Part 5 - Soteriology (study of salvation)
Chapter 28 - Preparatory Grace
The Puritans taught preparaory grace, that God uses the Law to convince the unregenerate of their guilt. This has often been wrongly equated with the Medieval idea that if you do what you can, God will give you grace and save you. The Puritans rejected that Pelagian idea.
When the Spirit applies the law to a sinner headed for conversion, it wakes him up to his danger and guilt before a holy God. Even the unregenerate should be persuaded to avoid sin and attend worship, to put themselves in the way of the means of grace.
There is an illumination that convicts, making us aware of God's justice and power to punish, and an illumination that saves, making us aware of His sweetness. The Puritans distinguished these, but, seeing conversion as a process rather than a point in time, saw the first preparatory stage as often (naturally?) leading to true faith.
Scholars have assumed this preparatory grace idea is opposed and contradictory to Calvinism, but this is only so if you assume Gods sovereignty and human responsibility are contradictory. They are not. The Puritans followed the early Reformers in affirming both (1) man's inability to come to Christ without grace, and (2) God's work (which we can resist more or less) showing sinners their guilt by the law, before they believe.
Evaluating preparatory grace - cautions
Whenever you preach our duties to God, legalism and Arminianism is a danger.
We don't want to say men who cooperate with preparatory grace are qualified (owed!) for converting grace.
It was also a mistake to hammer away with the law for a long time, without mixing in the comforts promised by Christ's benefits.
And finally, several Puritans analyzed the several steps of conversion in a rather mechanistic way, not leaving room for the mysterious way the Spirit works in our hearts.
Evaluating preparatory grace - lessons to learn
It is part of offering the Gospel to all.
It reveals our lack of merit, instead of earning merit before God, and thus is Reformed.

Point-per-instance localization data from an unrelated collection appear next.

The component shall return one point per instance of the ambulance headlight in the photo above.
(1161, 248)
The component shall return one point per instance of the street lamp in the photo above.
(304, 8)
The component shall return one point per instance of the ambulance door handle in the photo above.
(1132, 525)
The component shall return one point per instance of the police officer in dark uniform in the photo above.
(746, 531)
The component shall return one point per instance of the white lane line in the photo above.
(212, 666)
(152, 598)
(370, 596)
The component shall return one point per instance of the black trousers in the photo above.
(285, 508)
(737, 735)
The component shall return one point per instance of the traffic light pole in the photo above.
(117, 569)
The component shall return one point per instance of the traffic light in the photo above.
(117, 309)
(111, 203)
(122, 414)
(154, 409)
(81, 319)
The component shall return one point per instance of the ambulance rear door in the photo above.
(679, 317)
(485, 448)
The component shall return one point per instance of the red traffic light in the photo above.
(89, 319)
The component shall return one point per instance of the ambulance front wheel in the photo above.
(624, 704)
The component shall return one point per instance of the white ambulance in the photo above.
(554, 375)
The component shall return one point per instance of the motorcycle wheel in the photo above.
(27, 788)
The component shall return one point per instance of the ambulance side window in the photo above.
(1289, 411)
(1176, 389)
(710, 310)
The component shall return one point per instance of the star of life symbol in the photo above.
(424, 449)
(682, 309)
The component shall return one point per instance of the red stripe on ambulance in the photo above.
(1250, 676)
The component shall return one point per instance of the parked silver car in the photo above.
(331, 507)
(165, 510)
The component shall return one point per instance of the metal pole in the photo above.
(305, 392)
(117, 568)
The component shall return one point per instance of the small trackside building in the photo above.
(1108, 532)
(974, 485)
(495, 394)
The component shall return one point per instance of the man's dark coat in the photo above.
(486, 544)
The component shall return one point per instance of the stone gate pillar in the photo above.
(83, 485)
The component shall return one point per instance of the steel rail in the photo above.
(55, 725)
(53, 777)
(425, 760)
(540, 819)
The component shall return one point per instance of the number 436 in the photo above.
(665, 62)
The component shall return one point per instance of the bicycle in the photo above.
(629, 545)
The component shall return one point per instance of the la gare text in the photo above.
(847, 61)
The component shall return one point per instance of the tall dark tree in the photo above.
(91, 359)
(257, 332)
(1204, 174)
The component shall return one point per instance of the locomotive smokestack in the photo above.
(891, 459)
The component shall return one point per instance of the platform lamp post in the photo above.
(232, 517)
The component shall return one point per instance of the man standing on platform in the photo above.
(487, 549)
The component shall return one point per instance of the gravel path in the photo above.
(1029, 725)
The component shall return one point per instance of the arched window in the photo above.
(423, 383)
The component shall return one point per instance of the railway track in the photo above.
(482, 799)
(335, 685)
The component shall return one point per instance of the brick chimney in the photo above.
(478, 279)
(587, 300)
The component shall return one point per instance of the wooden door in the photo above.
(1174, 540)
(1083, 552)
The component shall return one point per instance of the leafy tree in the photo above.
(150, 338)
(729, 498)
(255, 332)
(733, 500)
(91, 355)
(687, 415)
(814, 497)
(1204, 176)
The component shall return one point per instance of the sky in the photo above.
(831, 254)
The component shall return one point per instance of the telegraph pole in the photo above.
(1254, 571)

It highlights what the Spirit does beyond regeneration, convicting unbelievers of their sin by the law.
It honors God's work even in unbelievers, treating them not as stones, but as having reason and will.
My Analysis
Much of this debate is semantic. Of course we should preach the law to unbelievers, hoping God will convict them. But how to describe what happens when that conviction begins, but true is not yet present? Is it grace? It may be the work of the Spirit, but it is not yet the grace that saves. We should encourage people to go to the Lord in prayer and contemplate their guilt before Him, while not giving the impression that doing so would make God owe them saving grace.